Most of those I know who favored Trump are good people and not remotely as they are being painted. I think it's going to be hard times ahead-- and those who have a lot of money will have less problem with it than the working poor.
Because of the book we've been reading, I got a reminder that there is one area in life where I am not hardened when loss comes along-- animals. In the book, a dog was shot by a neighbor, a dog the writer had described in endearing terms earlier. That had me sobbing. That dog died long before I was born and I never once knew him but it didn't matter. In the books I write, I would never kill a pet and don't read or watch books where it happens. The farm didn't harden me to that.
You can lie via omission or commission.
I find MANY Biden voters that know nothing about Burisma. Nothing about the poster board fiasco in Detroit. Most didn't vote for Biden... they voted against Trump because of this ignorance.
Our country is ignorant.
And we all will suffer.
So true.
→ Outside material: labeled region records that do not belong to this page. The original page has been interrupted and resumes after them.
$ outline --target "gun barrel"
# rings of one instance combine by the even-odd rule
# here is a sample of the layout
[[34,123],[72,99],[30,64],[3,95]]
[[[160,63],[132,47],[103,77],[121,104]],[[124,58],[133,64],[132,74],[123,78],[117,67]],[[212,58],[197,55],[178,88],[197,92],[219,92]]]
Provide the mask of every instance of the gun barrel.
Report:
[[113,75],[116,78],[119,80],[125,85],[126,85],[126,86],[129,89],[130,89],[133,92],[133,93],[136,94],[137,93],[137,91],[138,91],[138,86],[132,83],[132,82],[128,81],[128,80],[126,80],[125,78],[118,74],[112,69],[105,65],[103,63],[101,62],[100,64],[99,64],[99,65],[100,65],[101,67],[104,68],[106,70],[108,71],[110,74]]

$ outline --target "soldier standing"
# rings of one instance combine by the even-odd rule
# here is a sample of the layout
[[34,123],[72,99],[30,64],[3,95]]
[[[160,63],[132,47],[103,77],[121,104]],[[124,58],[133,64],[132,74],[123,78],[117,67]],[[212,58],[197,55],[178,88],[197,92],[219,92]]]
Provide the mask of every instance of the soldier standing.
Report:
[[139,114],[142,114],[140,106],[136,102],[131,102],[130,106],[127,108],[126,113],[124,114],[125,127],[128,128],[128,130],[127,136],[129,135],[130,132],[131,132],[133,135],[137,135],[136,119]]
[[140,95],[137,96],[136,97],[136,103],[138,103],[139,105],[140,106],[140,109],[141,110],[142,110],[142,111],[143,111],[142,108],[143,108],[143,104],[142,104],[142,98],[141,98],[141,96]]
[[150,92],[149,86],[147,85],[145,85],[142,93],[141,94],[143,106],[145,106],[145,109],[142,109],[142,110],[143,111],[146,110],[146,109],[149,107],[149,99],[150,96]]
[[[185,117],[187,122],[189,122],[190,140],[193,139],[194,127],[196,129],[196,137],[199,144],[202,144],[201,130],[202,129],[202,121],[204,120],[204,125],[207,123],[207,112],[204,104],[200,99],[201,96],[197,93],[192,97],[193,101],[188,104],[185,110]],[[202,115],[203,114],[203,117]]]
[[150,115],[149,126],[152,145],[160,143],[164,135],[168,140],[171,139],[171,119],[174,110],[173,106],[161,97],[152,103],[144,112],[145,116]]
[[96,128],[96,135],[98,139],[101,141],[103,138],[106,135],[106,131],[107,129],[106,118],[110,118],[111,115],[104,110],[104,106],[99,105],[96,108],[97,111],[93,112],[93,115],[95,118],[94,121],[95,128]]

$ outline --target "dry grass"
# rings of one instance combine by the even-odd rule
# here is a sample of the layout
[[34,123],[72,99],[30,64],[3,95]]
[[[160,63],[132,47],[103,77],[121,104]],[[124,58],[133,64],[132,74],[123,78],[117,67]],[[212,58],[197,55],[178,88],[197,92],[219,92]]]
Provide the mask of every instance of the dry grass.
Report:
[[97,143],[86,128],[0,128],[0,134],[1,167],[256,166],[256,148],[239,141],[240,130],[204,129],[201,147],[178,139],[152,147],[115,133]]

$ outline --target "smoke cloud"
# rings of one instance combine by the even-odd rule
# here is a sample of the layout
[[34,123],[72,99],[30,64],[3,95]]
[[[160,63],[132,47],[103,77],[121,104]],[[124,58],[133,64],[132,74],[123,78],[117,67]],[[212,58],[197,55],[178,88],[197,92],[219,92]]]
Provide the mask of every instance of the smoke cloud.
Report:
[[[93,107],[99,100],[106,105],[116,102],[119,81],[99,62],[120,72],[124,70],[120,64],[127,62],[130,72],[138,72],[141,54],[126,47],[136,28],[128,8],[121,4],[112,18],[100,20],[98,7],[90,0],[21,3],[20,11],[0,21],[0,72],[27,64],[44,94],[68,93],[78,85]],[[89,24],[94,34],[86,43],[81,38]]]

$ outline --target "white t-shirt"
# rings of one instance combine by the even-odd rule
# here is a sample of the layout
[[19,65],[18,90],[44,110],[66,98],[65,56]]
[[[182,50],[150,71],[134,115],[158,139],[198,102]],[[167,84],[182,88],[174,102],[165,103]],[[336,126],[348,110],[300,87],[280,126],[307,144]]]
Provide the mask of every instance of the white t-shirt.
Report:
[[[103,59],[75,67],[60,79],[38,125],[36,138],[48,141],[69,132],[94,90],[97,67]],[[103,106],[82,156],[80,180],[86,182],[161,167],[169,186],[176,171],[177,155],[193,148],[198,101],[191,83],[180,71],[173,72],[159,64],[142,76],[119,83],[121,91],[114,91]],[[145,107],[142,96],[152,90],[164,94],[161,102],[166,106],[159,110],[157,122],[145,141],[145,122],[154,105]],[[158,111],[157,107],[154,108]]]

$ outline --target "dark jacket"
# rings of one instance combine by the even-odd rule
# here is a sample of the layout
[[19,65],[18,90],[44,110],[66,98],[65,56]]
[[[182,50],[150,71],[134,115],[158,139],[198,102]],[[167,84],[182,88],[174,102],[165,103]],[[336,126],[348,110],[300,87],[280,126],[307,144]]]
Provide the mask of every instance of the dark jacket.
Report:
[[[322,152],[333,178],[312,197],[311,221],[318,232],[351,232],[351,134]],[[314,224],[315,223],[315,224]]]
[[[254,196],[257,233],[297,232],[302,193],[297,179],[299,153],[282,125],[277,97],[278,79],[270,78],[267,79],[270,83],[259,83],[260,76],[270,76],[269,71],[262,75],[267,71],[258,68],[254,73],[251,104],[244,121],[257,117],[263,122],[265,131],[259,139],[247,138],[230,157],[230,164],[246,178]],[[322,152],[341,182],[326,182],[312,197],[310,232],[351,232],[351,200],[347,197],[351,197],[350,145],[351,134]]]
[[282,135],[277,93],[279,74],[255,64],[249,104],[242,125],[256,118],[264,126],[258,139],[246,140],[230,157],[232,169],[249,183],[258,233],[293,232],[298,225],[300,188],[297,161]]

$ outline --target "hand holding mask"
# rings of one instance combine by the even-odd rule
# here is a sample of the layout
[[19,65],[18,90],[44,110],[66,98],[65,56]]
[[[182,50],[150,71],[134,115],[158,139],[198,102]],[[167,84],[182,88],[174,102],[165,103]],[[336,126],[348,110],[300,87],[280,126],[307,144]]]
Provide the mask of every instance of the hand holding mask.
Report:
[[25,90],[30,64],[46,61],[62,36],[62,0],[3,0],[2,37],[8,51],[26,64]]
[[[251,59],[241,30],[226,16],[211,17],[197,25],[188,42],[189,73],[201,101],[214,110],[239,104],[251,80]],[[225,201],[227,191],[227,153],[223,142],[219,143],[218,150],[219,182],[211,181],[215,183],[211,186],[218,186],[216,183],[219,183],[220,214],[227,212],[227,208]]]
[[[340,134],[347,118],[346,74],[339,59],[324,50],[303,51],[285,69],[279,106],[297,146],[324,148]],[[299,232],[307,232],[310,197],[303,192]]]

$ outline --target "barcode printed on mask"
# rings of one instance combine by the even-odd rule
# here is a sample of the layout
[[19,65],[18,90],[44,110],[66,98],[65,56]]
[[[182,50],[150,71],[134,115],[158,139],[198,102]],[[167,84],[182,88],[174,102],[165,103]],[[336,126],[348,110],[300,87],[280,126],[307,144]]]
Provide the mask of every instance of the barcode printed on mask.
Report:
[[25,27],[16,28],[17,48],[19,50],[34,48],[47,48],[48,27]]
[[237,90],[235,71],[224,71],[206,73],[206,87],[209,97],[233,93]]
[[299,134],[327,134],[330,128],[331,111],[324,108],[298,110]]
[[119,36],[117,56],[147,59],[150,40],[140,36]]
If they get all their info from one source and that includes Public Broadcasting, they don't know all that is out there. It's not just about lying but by omission. :( That's why I like to read left and right.
Thanks for your insights and perspective, Rain. Great article.
I don't loathe those who think differently than I do. Indeed, we need differing opinions. What scares me though, are the people that are so quick to curb or eliminate various freedoms as a means of furthering their own political ideologies. THAT is truly dangerous to the health of our floundering republic.
I's a hard time to think positive when the sides are so divided that they cannot listen to alternative views.